Working holiday visas are issued by Australian immigration authorities to young people between the ages of 18 and 30 who come from countries with which Australia has reciprocal working holiday visa programmes. Young people from Belgium, Canada, the Republic of Cyprus, Denmark, Estonia, Finland, France, Germany, Hong Kong, the Republic of Ireland, Italy, Japan, the Republic of Korea, Malta, the Netherlands, Norway, Sweden, Taiwan and the United Kingdom can apply.The visas last for twelve months. However, if the holder of a working holiday visa has carried out three months' work in a specified occupation, such as farming, in regional Australia, they will be entitled to a second working holiday visa. This arrangement is in place because Australian farming relies on visitors for much of its manpower.
However, Australian immigration authorities began to suspect that the system was being abused in 2009 when adverts offering to supply bogus evidence in support of second working holiday visa claims appeared online. Anecdotal evidence suggests that travellers can purchase false evidence from a farmer for a fee of AUS$400-500. The practice of making such fraudulent visa applications is known as 'rorting'.

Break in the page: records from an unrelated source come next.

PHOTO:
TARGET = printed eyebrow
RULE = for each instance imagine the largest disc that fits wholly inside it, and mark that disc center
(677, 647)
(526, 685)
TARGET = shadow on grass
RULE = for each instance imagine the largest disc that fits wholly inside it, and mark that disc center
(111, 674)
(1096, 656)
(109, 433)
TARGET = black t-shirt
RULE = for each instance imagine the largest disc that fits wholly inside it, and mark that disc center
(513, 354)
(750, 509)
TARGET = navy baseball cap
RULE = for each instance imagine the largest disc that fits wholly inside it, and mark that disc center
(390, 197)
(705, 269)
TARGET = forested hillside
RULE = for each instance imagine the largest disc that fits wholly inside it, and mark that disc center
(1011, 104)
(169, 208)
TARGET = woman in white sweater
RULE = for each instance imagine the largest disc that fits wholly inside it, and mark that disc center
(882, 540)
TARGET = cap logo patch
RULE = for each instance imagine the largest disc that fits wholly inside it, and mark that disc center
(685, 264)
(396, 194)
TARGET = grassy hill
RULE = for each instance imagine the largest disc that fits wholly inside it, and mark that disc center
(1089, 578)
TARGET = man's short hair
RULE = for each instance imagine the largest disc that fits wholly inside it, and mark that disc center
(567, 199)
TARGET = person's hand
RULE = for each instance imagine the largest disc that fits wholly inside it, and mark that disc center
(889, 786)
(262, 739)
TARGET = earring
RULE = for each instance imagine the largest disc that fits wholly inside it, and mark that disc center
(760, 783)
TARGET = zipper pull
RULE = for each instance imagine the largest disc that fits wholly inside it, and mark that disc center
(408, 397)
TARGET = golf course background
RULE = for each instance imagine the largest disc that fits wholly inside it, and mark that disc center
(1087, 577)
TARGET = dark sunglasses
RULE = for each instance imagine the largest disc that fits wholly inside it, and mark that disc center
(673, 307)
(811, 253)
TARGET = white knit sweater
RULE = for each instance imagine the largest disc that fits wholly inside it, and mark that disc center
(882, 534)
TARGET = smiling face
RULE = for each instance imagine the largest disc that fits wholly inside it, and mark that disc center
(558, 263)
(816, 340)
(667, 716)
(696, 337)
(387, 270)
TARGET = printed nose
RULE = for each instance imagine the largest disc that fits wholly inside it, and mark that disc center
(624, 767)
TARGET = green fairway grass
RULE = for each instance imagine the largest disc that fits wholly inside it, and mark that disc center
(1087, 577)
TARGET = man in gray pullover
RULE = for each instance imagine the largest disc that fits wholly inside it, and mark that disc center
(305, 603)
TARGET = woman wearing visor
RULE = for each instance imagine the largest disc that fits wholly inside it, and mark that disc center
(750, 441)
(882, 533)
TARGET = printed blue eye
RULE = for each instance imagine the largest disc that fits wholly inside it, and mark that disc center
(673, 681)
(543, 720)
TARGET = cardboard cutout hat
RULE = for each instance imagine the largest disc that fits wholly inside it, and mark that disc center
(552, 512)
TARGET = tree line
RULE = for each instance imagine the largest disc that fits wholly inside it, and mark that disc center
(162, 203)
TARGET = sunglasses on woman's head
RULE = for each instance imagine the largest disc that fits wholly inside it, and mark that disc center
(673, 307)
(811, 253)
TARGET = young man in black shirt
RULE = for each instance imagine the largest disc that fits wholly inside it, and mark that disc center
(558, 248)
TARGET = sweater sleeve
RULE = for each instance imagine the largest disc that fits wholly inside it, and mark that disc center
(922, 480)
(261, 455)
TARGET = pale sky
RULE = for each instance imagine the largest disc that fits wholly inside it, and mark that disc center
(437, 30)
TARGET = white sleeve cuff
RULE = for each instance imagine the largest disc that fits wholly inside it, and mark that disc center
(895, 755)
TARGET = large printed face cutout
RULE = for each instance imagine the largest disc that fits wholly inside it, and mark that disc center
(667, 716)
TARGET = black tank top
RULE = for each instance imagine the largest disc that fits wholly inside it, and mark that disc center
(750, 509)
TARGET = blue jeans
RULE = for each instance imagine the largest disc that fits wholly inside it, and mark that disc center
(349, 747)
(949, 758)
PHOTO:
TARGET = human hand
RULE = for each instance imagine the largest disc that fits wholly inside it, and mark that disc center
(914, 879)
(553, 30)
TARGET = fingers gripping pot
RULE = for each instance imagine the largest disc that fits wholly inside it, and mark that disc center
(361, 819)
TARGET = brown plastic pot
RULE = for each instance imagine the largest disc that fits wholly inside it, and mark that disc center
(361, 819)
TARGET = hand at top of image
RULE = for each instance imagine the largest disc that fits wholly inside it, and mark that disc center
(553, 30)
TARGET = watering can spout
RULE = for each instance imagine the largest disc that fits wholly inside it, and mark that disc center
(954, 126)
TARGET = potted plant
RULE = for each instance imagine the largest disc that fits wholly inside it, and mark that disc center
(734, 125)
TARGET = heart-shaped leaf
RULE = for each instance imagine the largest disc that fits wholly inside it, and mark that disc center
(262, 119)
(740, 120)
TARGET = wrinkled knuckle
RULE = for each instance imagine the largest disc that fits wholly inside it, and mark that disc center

Since 2009, DIAC has cancelled 1,059 working holiday visas at the rate of about one a day. In the last year, six Australians have been prosecuted and five convicted on charges of supplying false information to obtain a visa extension.
Of the 1,059 applicants whose visa extensions were cancelled by the Australian immigration authorities after investigation, 38 per cent were from South Korea, 22 per cent came from Ireland and 20 per cent came from the United Kingdom. A spokesman for the Department of Immigration said that the incidence of such fraud was falling as a result of the crackdown.